Narrative roles for character sound in radio news features

Character Sounds (sometimes called ‘AMBI’) are sounds that tell a story. Often this is done by weaving together the sound of tasks or activities that people are doing in front of the journalist. Since they tell the listener something important about what is happening (like a door opening, or a church bell ringing) the sounds themselves can become “characters” in the story. When character sounds are backgrounded under a voice track, they can become Ambiance: sound that is used both to smooth out multi-tracking transitions (i.e., “room tone”), but also to establish a “sound space” or mood, or to identify chapters changes within the larger story. The backbone of radio journalism is voice-over narration with choice interview clips, but using other kinds of sound can add life to a standard voice-only news story. If you have ever heard a radio story and you have a vivid picture in your head of a place, an event, or a mood, they probably used character sounds and ambiance to do it.
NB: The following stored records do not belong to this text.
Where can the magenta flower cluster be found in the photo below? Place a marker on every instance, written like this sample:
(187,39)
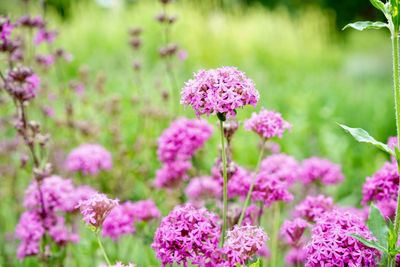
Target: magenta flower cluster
(267,124)
(332,244)
(187,236)
(221,90)
(243,243)
(320,170)
(89,159)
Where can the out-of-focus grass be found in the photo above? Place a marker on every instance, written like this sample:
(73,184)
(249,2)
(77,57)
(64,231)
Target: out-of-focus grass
(302,67)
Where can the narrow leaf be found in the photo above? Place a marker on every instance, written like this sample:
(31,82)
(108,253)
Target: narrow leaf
(377,225)
(363,136)
(366,25)
(369,243)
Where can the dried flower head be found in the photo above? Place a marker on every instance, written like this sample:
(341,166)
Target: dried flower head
(267,124)
(221,90)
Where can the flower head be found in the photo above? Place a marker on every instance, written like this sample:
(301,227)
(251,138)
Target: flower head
(312,207)
(267,124)
(22,83)
(89,159)
(221,90)
(96,209)
(321,170)
(187,235)
(243,242)
(332,244)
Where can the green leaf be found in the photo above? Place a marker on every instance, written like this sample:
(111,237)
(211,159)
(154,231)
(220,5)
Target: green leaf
(366,25)
(377,225)
(363,136)
(369,243)
(378,5)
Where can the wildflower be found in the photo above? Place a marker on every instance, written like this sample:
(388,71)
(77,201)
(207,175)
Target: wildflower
(89,159)
(332,244)
(187,235)
(96,209)
(292,231)
(284,167)
(312,207)
(243,242)
(182,139)
(221,90)
(320,170)
(267,124)
(22,83)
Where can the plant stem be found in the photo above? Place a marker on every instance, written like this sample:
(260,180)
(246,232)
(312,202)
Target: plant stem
(274,238)
(102,248)
(225,192)
(247,201)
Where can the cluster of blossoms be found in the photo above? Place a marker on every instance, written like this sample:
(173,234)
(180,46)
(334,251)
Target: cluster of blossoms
(221,90)
(243,243)
(267,124)
(122,218)
(89,159)
(332,244)
(187,236)
(176,147)
(58,195)
(321,171)
(312,207)
(381,188)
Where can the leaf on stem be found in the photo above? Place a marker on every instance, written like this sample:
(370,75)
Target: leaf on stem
(363,136)
(366,25)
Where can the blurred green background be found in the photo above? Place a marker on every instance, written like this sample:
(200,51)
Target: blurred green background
(302,64)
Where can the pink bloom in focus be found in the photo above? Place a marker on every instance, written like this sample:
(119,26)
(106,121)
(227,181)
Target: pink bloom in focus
(221,90)
(187,235)
(267,124)
(332,244)
(89,159)
(96,209)
(313,207)
(320,170)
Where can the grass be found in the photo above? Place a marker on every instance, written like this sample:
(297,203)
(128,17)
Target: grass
(303,68)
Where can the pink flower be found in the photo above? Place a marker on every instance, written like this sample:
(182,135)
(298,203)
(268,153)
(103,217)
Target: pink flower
(332,244)
(187,235)
(96,209)
(221,90)
(313,207)
(182,139)
(320,170)
(267,124)
(89,159)
(243,243)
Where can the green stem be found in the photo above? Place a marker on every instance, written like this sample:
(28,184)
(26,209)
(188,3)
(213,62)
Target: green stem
(225,192)
(396,82)
(247,201)
(102,248)
(274,238)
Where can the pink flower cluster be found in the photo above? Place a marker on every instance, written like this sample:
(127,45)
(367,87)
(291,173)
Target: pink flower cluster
(313,207)
(320,170)
(332,244)
(176,147)
(243,243)
(122,218)
(284,167)
(89,159)
(267,124)
(187,236)
(382,188)
(96,208)
(221,90)
(201,189)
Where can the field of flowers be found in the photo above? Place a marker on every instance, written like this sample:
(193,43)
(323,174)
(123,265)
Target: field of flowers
(176,133)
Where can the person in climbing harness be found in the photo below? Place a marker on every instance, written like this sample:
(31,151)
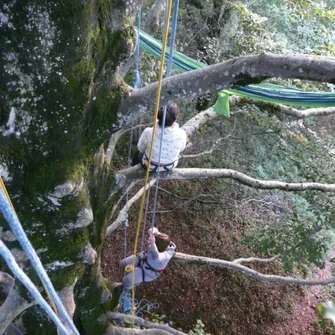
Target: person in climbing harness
(149,264)
(174,142)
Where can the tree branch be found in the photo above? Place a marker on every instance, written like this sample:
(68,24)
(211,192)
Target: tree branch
(143,323)
(205,261)
(255,259)
(131,331)
(195,173)
(124,211)
(239,71)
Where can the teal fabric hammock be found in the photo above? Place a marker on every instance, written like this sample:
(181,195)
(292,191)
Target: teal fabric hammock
(263,92)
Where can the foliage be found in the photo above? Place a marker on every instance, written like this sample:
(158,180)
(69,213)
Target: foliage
(198,329)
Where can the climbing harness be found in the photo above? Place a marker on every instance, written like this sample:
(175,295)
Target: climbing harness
(169,69)
(16,227)
(160,78)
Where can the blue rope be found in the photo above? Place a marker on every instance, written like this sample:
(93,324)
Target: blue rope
(168,73)
(24,279)
(22,238)
(137,84)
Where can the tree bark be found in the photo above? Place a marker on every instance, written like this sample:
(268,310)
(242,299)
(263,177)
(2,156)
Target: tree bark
(205,261)
(239,71)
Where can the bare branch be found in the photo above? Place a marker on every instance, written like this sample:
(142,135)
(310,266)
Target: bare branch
(205,261)
(232,73)
(143,323)
(13,306)
(131,331)
(195,173)
(255,259)
(124,211)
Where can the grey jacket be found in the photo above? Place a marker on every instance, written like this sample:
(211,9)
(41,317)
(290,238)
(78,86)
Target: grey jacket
(157,260)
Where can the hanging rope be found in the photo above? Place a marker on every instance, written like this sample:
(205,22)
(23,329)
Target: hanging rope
(25,280)
(159,88)
(137,84)
(12,219)
(3,188)
(168,74)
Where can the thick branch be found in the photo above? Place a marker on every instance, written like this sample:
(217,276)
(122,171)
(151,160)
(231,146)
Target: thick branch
(124,211)
(143,323)
(239,71)
(205,261)
(131,331)
(182,174)
(256,259)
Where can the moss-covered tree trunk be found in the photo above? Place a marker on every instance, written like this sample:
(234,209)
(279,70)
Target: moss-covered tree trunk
(59,96)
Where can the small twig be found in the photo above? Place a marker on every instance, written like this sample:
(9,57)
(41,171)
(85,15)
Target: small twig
(124,211)
(143,323)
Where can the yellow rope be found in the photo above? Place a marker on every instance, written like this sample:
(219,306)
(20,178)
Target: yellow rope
(159,88)
(3,187)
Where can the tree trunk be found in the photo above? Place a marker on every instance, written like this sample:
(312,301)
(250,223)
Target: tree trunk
(58,100)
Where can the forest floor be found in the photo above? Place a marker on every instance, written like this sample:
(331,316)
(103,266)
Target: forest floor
(225,301)
(205,218)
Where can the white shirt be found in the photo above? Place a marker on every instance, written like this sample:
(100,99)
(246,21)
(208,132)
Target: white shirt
(174,141)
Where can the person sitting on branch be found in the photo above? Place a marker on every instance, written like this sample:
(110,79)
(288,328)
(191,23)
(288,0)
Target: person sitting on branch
(150,263)
(173,143)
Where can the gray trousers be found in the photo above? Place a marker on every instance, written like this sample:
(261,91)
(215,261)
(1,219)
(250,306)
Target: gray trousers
(128,278)
(138,273)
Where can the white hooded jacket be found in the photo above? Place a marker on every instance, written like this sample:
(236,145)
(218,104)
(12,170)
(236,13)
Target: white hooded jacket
(174,142)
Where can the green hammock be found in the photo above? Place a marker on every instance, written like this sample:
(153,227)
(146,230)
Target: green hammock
(263,92)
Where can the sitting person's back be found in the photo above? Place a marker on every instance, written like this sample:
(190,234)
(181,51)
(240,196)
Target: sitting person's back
(174,141)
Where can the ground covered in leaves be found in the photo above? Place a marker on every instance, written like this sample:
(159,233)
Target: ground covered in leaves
(225,301)
(210,218)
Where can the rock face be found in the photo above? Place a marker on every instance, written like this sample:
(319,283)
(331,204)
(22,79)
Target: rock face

Here are few of the most common narrative devices that Character Sounds and ambiance are used for in radio news features.

On location: Where does the story happen?

–Events: Go to an event and use sound to help us understand what that event was like

Wedding: Married at Last, KUOW, Liz Jones

Funeral: WPR Feature – Pentacles Now Adorn Wiccan Veterans’ Markers, Brian Bull, WPR

–Site visits: Go to locations where work happens

School classroom: Kids Find Path To College With Rainier Scholars, Ann Dornfeld, KUOW

Temporary post office: Compass Post Office Provides Mailing Address For 3,500 Homeless In Seattle, Amy Radil, KUOW

Church: Despite Census findings, rural poverty entrenched in Minnesota, Tom Robertson, MPR

From place to place: Telling the journalists story

Walking around town: Where Coal Divides, Community Remains, Ashley Ahearn, KUOW

Typical cases: Profiling participants lives

Going to the food bank: Unemployed Workers Brace For End Of Federal Support, Carolyn Adolph, KUOW

Sounds of a people: Cultural representations

Navajo pow-wow dancers: Free Press in Indian Country, Brian Bull, MPR

There are certainly more ways to use sound, but these are a few of the most commons ones. Have you heard other narrative devices in sound? Feel free to leave a comment at the bottom of the post with additions.

Also, check out these great examples from past students in BISMCS 343!

Indeah Thomaier: 5th Avenue TheaterMP3 (4.3 MB)

Intro: The Seattle’s 5th Avenue Theatre hosts an annual High School Musical Theatre Awards Ceremony (sponsored by Wells Fargo), for over 90 high schools around Washington State.  Beginning in 2001, this awards ceremony has grown in size and scope, from a little more than 3,000 participating students to over 9,000 students from as far as Spokane, Chelan, Lynden, Sequim, and Vancouver.  Private schools, Public schools, Alternate Schools or Homeschooled—these students gather to receive recognition for their hard work and dedication.  What inspiration do these students possess to participate in such an event that brings all of them together to do this year after year?  Indeah Thomaier interviewed one high school in particular, Edmonds Heights K-12 (formerly known as Edmonds Homeschool Resource Center) an alternative homeschooling program for students, and asked the faculty, parents, and students about their views on how Musical Theatre has impacted their lives.

Patricia ElKoury: After-School Programs, Closing the Gap between ClassesMP3 (2.8 MB)

How engaged are your kids during the crucial after school hours? With so many parents working out of the home, many kids go home to an empty house. Maybe you’ve thought about sending them to do after-school activities, but feel like organized sports are a costly option. Let’s go to reporter Patricia El Koury to get the scoop on free after-school programs being offered in our area.

Adrianne Hashimoto: Making a DifferenceMP3 (5.3 MB)

The current state of our economy has forced budget cuts on many organizations in our community. These financial strains have in turn caused a rise in need for volunteers. While volunteer rates are beginning to rise, more help is still needed. Adrianne Hashimoto of UW Bothell Community Radio has the story.